The life and legacy of an instantly recognizable artist.
Biographer, novelist, and memoirist Gooch draws on archival sources to chronicle the energetic life of Keith Haring (1958-1990), who “occupied a space both in high fine art culture and low demotic street art.” The son of an amateur cartoonist, as a child Haring was obsessed with Dr. Seuss and Disney. “His number one obsession through all his school years,” Gooch writes, “remained the magic box of television,” which transported him outside of Kutztown, Pennsylvania, where he grew up. The author traces Haring’s exposure to art at several art schools, notably New York’s School of Visual Arts, where he enrolled in the fall of 1978. There, Gooch reveals, he “quickly adopted and adapted the various innovative movements and styles” to which he was being exposed. As Haring searched for his identity as an artist, he also came to terms with his sexuality. At camp, when he was a young teenager, he’d felt his first attraction to a boy. By the time he came to New York, he methodically “made coming out into a project, an item on a to-do list.” Haring is the central figure in Gooch’s lively portrayal of a roiling art world and of gay culture in the 1980s.

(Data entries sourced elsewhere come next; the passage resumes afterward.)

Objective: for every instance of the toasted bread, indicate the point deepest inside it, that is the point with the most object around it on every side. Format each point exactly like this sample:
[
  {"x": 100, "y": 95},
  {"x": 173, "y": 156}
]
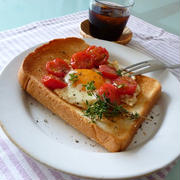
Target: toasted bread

By 1981, Haring was sought after by collectors, but he became frustrated “at the disconnect between his popular success and his lagging acceptance by the art establishment.” Nevertheless, among the glitterati populating “the moveable scene” he created around himself were Madonna, Sean Lennon, Jean-Michel Basquiat, Yoko Ono, and Andy Warhol. Gooch’s Haring was a romantic, “boyish, sweet, innocent” and “not quite grown-up.” His logo was the image of a baby, “the purest and most positive experience of human existence,” wrote Haring. “Children are the bearers of life in its simplest and most joyous form.”
A sympathetic and well-researched portrait.